Das geht so aus Sicherheitsgründen auch nicht.

Stell dir vor einer analysiert deinen Applet Code verändert ihn und fängt
dann an wie wild auf deinem Server herumzufuhrwerken; das liegt mit
Sicherheit nicht unbedingt in deinem Interesse.

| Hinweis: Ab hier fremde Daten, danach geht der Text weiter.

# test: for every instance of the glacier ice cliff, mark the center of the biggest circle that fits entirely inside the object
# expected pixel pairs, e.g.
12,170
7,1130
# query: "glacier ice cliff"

Du kannst einzig und allein dein Applet eine Socket-Verbindung zu 
einem Server-*Programm* aufbauen lassen, das dann diese
Datei schreibt.

Nur so bleibt es in der Verantwortung des Servers dort
Dateien zu verändern/löschen/erzeugen.


----------



## Illuminatus0301 (4. Nov 2006)

Aha. Gibt es denn Programme für eine Dateiverwaltung auf einem Server, die ich auch mit einer Server-Socket-Verbindung erreichen kann???


----------



## Leroy42 (4. Nov 2006)

Illuminatus0301 hat gesagt.:
			
		

> Aha. Gibt es denn Programme für eine Dateiverwaltung auf einem Server, die ich auch mit einer Server-Socket-Verbindung erreichen kann???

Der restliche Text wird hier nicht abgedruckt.